Bouw een constante dialoog uit
Webstatistieken geven je informatie over de drukte op de website, wat mensen bezoeken en wat ze niet bezoeken. Het geeft je informatie over zoekgedrag, over gebruikte technologie, over zaken die niet werken. Uitleenstatistieken in een bibliotheek geven je alle informatie over wat mensen lezen, hoeveel ze lezen, en wat ze niet lezen. Deze output-informatie is ongetwijfeld interessant om dienstverlening bij te sturen. Maar het zegt je eigenlijk nog niet zo veel over de tevredenheid van de burger. En vooral: je bent teveel bezig met het huidig gedrag, terwijl je moet kunnen voorspellen en inschatten. Daarvoor zijn andere technieken nodig.
Een aantal tips:
- Zorg dat je als leidinggevende voldoende op de werkvloer rondloopt, zodat je niet alles uit statistieken hoeft te leren. Praat met baliemedewerkers, zij zijn vaak een over het hoofd geziene bron van kennis. Zij staan dagelijks in contact met burgers, wat soms een vertekend beeld geeft, maar heel vaak verhelderend kan zijn als je doorvraagt.

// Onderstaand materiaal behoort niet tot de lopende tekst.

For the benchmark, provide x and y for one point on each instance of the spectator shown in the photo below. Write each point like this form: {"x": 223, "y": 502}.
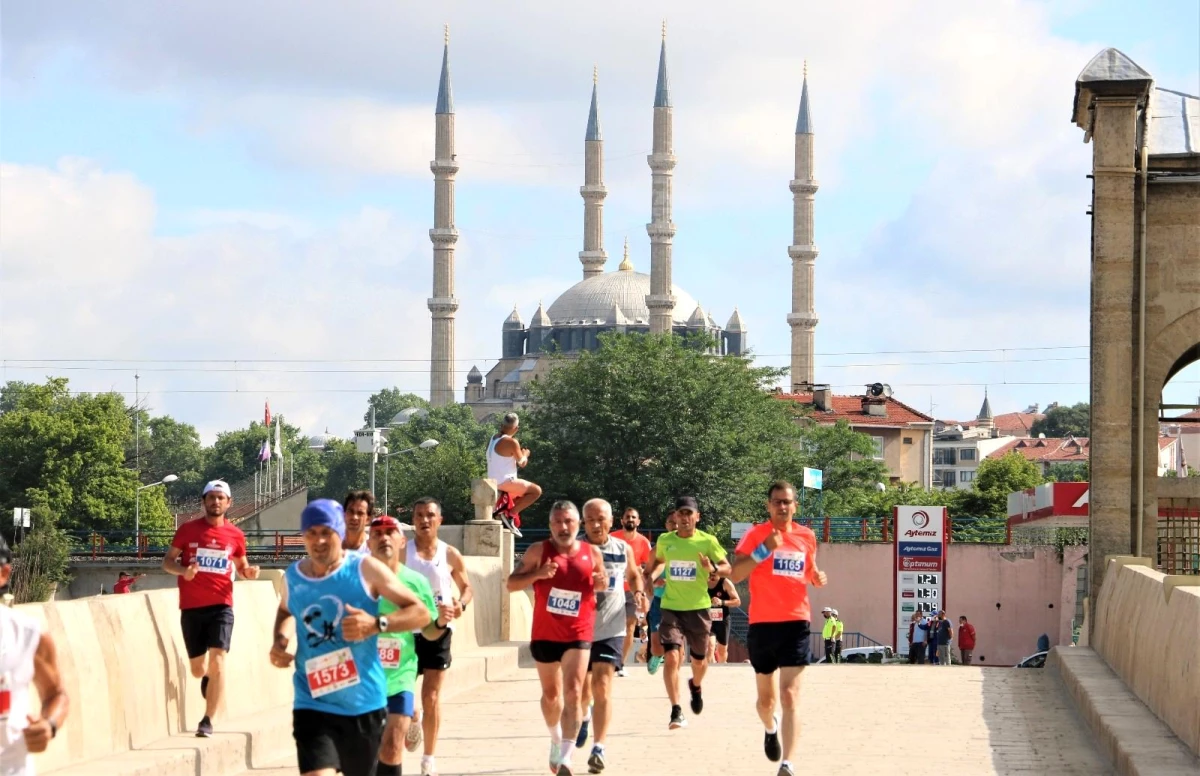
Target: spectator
{"x": 125, "y": 582}
{"x": 966, "y": 639}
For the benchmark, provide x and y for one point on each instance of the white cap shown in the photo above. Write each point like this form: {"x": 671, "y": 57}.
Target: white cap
{"x": 220, "y": 486}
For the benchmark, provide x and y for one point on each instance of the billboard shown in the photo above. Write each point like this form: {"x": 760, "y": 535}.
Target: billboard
{"x": 919, "y": 541}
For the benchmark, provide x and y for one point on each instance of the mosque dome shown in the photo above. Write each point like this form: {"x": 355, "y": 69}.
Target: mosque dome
{"x": 592, "y": 300}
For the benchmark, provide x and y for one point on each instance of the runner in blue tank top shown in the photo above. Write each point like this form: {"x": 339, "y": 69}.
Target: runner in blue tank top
{"x": 341, "y": 695}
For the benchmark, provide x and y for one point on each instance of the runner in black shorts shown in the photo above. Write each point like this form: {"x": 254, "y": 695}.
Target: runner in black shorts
{"x": 779, "y": 558}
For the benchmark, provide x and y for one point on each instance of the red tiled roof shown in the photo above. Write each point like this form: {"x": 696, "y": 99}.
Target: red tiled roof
{"x": 1048, "y": 450}
{"x": 850, "y": 408}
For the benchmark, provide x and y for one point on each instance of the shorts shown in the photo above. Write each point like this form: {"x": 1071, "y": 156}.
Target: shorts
{"x": 693, "y": 627}
{"x": 607, "y": 650}
{"x": 432, "y": 655}
{"x": 207, "y": 627}
{"x": 401, "y": 703}
{"x": 774, "y": 645}
{"x": 349, "y": 744}
{"x": 552, "y": 651}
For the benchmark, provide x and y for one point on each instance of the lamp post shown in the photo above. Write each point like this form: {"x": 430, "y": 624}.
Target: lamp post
{"x": 429, "y": 444}
{"x": 137, "y": 503}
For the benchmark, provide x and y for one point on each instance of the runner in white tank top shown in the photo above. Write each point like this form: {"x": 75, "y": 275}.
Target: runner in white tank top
{"x": 27, "y": 656}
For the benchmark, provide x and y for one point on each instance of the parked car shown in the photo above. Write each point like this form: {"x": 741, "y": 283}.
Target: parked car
{"x": 1037, "y": 660}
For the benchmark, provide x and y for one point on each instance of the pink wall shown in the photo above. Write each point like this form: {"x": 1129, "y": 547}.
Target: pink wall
{"x": 1036, "y": 595}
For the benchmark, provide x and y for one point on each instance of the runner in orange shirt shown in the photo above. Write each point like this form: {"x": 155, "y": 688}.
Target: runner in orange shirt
{"x": 779, "y": 557}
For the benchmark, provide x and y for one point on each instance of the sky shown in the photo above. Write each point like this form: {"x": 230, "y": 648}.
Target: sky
{"x": 232, "y": 200}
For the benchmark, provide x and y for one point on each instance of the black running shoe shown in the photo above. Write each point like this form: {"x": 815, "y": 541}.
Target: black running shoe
{"x": 771, "y": 744}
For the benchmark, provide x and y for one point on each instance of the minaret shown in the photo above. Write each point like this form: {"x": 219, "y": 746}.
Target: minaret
{"x": 593, "y": 192}
{"x": 803, "y": 319}
{"x": 443, "y": 304}
{"x": 661, "y": 230}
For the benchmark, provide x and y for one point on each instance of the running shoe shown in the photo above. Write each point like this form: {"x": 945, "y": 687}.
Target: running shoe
{"x": 414, "y": 737}
{"x": 697, "y": 702}
{"x": 677, "y": 719}
{"x": 595, "y": 763}
{"x": 771, "y": 744}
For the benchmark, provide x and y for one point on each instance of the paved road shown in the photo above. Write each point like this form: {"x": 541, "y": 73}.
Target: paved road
{"x": 857, "y": 720}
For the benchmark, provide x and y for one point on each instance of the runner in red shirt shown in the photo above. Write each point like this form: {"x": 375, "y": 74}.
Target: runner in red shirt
{"x": 203, "y": 555}
{"x": 642, "y": 549}
{"x": 780, "y": 559}
{"x": 564, "y": 575}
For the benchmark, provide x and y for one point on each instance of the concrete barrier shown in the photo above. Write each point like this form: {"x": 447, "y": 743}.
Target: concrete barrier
{"x": 1150, "y": 635}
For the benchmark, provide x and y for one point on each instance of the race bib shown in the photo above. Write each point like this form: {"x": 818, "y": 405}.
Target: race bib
{"x": 683, "y": 570}
{"x": 390, "y": 650}
{"x": 565, "y": 602}
{"x": 214, "y": 561}
{"x": 331, "y": 672}
{"x": 789, "y": 564}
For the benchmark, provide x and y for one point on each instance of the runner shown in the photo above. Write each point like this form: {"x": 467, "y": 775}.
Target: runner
{"x": 443, "y": 567}
{"x": 629, "y": 522}
{"x": 203, "y": 554}
{"x": 359, "y": 506}
{"x": 27, "y": 656}
{"x": 564, "y": 576}
{"x": 723, "y": 597}
{"x": 779, "y": 615}
{"x": 609, "y": 635}
{"x": 654, "y": 617}
{"x": 693, "y": 559}
{"x": 397, "y": 653}
{"x": 341, "y": 693}
{"x": 504, "y": 457}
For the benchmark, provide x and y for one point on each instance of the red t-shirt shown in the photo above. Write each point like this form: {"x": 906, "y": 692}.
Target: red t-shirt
{"x": 779, "y": 585}
{"x": 215, "y": 547}
{"x": 642, "y": 551}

- Wacht niet lang om een burger naar zijn mening te vragen. Algemene eenmalige bevragingen zijn op zich wel nuttig, maar nog veel zinniger in een perspectief van dienstverlening is om heel kort op de bal spelen: mensen die recent een dienst gebruikt hebben of een melding hebben gemaakt, kan je meteen vragen naar hun mening. Zo krijg je recente reacties die terug gaan op een heel concreet geval, binnen een duidelijke context.
Gebruik kwalitatieve methodes
Impact kan je definiëren als het meetbare effect van een dienst die een verschil heeft gemaakt voor een gebruiker. Impact meten is niet eenvoudig, meestal worden hiervoor kwalitatieve methodes aangeraden: interviews, focusgroepen, een simpel gesprek.
Outputmetingen kunnen gemakkelijk worden vergeleken met metingen van buurgemeenten. Bij impactmetingen ligt het wat moeilijker, dan moet je tussen lokale besturen meer leermomenten opstarten en methodes om ervaringen uit te wisselen.
Is er écht iets verbeterd?
Het enige wat telt bij meten is kijken in hoeverre alle acties en initiatieven hebben bijgedragen tot wat in de lokale visie op dienstverlening is voorop gesteld. Vraag dus aan een burger, een politicus en een ambtenaar of de situatie ten goede veranderd is. Krijg je daar een positief antwoord op, dan is voor jou de klus geklaard.